Speaking of the US consumer sector, the latest measure of consumer sentiment has come in at 80.6 - down from 86.1 a month earlier. This is a precipitous fall, and brings the consumer sentiment index to its lowest point in almost ten years. That's on a national basis. Now consider consumer sentiment in one state - Massachusetts. In April, consumer sentiment in Boston was measured at 109. In July, it was down to 92. And now in October, it is down to 78. If that isn't bad enough, total wages and salaries in Mass are DOWN year on year. IN 2000, they were rising at double digit annual rates.
This is being repeated all over the US to a greater or lesser degree. For more than two years now, since the middle of 2000, Americans have been told to expect an economic "recovery" in the next quarter. With nine quarters and counting now having been and gone, this message simply doesn't fly anymore.
When the stock market tanked, there was always the Dollar. Well the US Dollar index hit a post 1986 high of 121.21 in July 2001. As recently as January 31, 2002, it was less than a point below that at 120.59. Now it is 108.17, having been bouncing between about 107 and 109 for two months following its drop to 104.42 in mid July.
And, of course, official interest rates were slashed from 6.50 to 1.75% in 2001 and have been kept at that 1.75% level since last December. This allowed the bubble in real estate and in vehicle purchases to survive. But Treasury yields hit 2002 lows two weeks ago and then spiked sharply. See above as to how instantly, and severely, that rate jump has impacted on real estate borrowing, the LAST source of fuel for consumers to continue to spend.

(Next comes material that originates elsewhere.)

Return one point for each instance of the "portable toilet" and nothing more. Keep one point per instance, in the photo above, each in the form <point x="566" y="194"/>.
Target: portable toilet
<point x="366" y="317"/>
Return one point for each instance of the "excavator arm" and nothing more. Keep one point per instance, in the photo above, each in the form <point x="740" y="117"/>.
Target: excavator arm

The continuing talk about "recovery" and good economic "growth" is being done in a climate of increasing unreality. It is as if these are words and phrases from a dead language attempting to connect to people who are no longer listening to them. The US has gone through a nearly three year period of wanting to believe that everything would turn out for the best. They are fast losing that belief, and the "confidence" is now gone.

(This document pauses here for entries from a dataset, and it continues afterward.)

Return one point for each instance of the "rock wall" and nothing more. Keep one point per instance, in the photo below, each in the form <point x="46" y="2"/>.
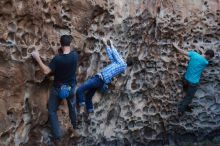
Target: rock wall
<point x="141" y="105"/>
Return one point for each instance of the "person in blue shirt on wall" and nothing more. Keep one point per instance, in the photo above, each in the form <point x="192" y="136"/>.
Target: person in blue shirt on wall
<point x="196" y="65"/>
<point x="86" y="91"/>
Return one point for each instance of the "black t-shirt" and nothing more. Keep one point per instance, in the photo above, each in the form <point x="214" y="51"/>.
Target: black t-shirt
<point x="64" y="68"/>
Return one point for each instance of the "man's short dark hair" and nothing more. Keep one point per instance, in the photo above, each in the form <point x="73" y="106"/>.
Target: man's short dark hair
<point x="210" y="53"/>
<point x="65" y="40"/>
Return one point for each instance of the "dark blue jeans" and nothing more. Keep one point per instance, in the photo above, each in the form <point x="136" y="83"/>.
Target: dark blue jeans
<point x="53" y="105"/>
<point x="86" y="91"/>
<point x="190" y="90"/>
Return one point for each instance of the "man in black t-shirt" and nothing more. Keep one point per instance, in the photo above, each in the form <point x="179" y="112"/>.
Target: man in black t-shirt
<point x="63" y="66"/>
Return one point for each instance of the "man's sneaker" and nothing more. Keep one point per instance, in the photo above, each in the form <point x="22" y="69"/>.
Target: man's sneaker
<point x="81" y="110"/>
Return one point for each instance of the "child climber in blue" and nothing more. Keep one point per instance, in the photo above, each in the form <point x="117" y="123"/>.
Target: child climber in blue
<point x="196" y="65"/>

But, what is still keeping at least a semblance of "business as usual" alive in US markets and in the US economy is that most Americans can't find anywhere to go outside the markets and investments they are used to. There is still an urge to find something, anything, with which to regain the painful losses they have suffered. As long as the present market rally (now slowing down) lasts, that urge will remain.
It will NOT survive another market downturn. That's when the search will begin in earnest, not primarily to regain losses, but to salvage something from the wreckage. That's how the Gold "boom" began in the 1970s. That's how it will begin this time. Right now, and this has not changed for two decades, the vast majority of investors don't consider Gold at all. They didn't consider Gold at all in the 1970s either, not until VERY late in the decade.
Gold, like the US Dollar, has been running on the spot for most of this month. We think it will continue to do so until after the November 5 US mid term elections. After that, all bets are off.